Trader Joe’s targeted
This Saturday, June 20, was World Refugee Day, and what better occasion, thought some groups, to vandalize stores carrying Israeli products?
The vandalism is known as “deshelving,” where protestors ruin products from Israel by stealing them, smashing them, pouring ketchup over them or placing “Free Palestine” and “End Apartheid” stickers on them. The effort was begun by non-Arab anti-Israel extremists targeting branches of large retailer Tesco in the United Kingdom. The practice has since spread into France and now to the United States.
Until now, the effort in America mainly involved boycotts and handing out anti-Israel flyers at the entrances to stores like Trader Joe’s and Whole Foods. But on Saturday, some groups, most notably Adalah-NY, The Coalition for Justice in the Middle East and the Bay Area Campaign to End Israeli Apartheid, took their anger to the next level in cities across the country, including Pittsburgh.
Some people refused to let that happen.
Joshua Wander, a Pittsburgh resident and co-organizer of the National Day to Buy Israeli Products, began a push to get people to come to Trader Joe’s and buy Israeli products to pre-empt the protesters.
“I went twice on Friday,” Wander said, “once in the morning and bought as much as I could, then again in the afternoon. When I came back in the afternoon, almost all the Israeli goods were sold.”
Just after he left, an act of vandalism occurred.
“My friend arrived at Trader Joe’s a few minutes after I left and saw someone poured ketchup over some Israeli products in a freezer and put a ‘Free Palestine’ sticker on it,” Wander said.

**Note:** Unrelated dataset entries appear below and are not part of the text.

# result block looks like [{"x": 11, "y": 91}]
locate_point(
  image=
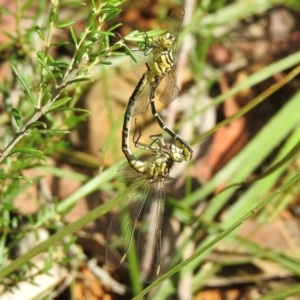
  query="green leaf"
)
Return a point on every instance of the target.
[
  {"x": 40, "y": 33},
  {"x": 24, "y": 150},
  {"x": 17, "y": 117},
  {"x": 41, "y": 61},
  {"x": 59, "y": 102},
  {"x": 59, "y": 44},
  {"x": 37, "y": 124},
  {"x": 46, "y": 98},
  {"x": 50, "y": 131},
  {"x": 65, "y": 24},
  {"x": 73, "y": 35},
  {"x": 59, "y": 64},
  {"x": 24, "y": 83},
  {"x": 5, "y": 176},
  {"x": 53, "y": 16},
  {"x": 73, "y": 3},
  {"x": 71, "y": 109}
]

In anticipation of the vandalism, Trader Joe’s ordered extra security for its Pittsburgh branch on Saturday, but the company said it wouldn’t change its purchasing practices in response to the protests.

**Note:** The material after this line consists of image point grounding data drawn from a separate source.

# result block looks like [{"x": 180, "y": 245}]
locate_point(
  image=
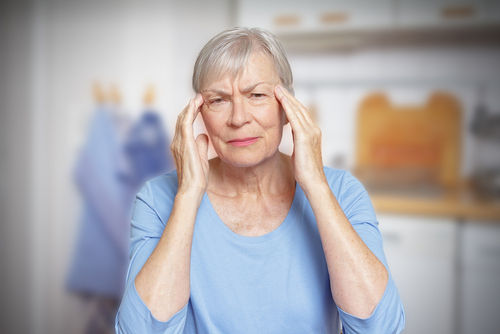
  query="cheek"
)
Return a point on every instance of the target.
[{"x": 211, "y": 123}]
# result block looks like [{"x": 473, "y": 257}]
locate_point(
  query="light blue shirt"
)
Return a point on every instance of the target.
[{"x": 275, "y": 283}]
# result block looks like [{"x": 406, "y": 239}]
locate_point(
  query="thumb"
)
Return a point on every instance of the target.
[{"x": 202, "y": 143}]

“We don’t use our products based on politics and we refuse to take any of our products off the shelves based on pressure from any one group,” said Alison Mochizuki, a spokesperson for Trader Joe’s.

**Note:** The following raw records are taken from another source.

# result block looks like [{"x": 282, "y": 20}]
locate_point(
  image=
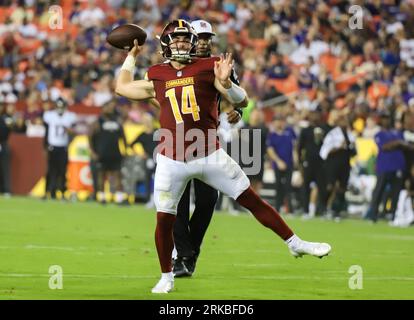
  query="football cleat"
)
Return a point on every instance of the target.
[
  {"x": 315, "y": 249},
  {"x": 163, "y": 286},
  {"x": 184, "y": 267}
]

And why should they? “This has been good for them,” said Zachary Novetsky, another organizer of the counterprotest in Boston. “People are spending a lot of money at Trader Joe’s because of this.”
Deborah Fidel, executive director of the Pittsburgh Area Jewish Committee, said none of the products the boycotters were opposed to come from West Bank or Gaza. They are all from Israel proper.
“This is a boycott of Israel,” she said, “not [of] the occupation.”